Books August 2014

Examining the events of 1945

A look at the pivotal year when the world changed dramatically

Book
I have long been an admirer of Ian Buruma’s writing. Aside from his considerable journalistic output for such publications as The New York Times, The New Yorker, and The New York Review of Books, he has authored an impressive backlist of books that covers an equally impressive range.

One thinks of The China Lover, Murder in Amsterdam and Taming the Gods in particular.

The books cover subjects that are very different, yet each rings with Buruma’s distinctive voice; one that is compassionate and authoritative. Arresting and engrossing, as all of these volumes are, it is hard not to feel that the work under review is the book Buruma was born to write.

Luce Professor of Democracy, Human Rights, and Journalism at Bard College in New York, Buruma was born in the Netherlands to a Dutch father and a British mother. He studied Chinese literature and Japanese film and his exposure to both the European and Asian cultures informs his writing on every page.

The year 1945 marked the official end of the Second World War. It was a pivotal year that marked the collapse of one world and the beginning of an uncertain new one.

Cities across the world, from Berlin to Tokyo, lay in ruins. The people in those cities—and many more like them—were starving and displaced; whole populations were decimated.

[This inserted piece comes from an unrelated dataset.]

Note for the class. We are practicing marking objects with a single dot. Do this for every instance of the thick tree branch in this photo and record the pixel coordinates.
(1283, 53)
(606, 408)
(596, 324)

In a series of carefully paced and beautifully written chapters, Buruma explores exactly what the events of 1945 brought about: for example, the creation of the United Nations, the European Union and Japanese pacifism. Here is his take on the Supreme Commander for the Allied Powers Directive of 15 December 1945:

“Ordering Emperor Hirohito to announce on the radio that he was a human being like everyone else did not seem like such a bad idea … What the emperor actually said was that his ties with the Japanese people were not ‘predicated on the false conception that the emperor is divine’.

“This satisfied the Americans. Most Japanese were hardly surprised by the statement, since they never doubted his humanity. But they saw him as a ruler descended from the Sun Goddess, something he never repudiated. In any case, few Japanese seem to have cared much one way or another”.

But this is no dry re-telling of history. Woven through the meticulously researched chapters that embrace the entire theatre of war is a deeply personal story. Buruma’s father fell victim to the Nazis during the occupation of the Netherlands, and remarkably survived the ordeal of being in a Berlin labour camp.

In a moving epilogue, Buruma recounts a visit with his father to Berlin in 1989 to witness the fall of the Berlin Wall. He is prompted to ask whether 1945 really was the end of the war, or whether it was actually 1989.

“With the fall of the Soviet Empire, there was hope that the gash running through the spine of Europe might heal at last. More than that: hope that the world would finally come together briefly flickered again in that miraculous year [1989], despite what happened in China in June … Now there was only one Big Power left. There was talk of a new world order, even the end of history”.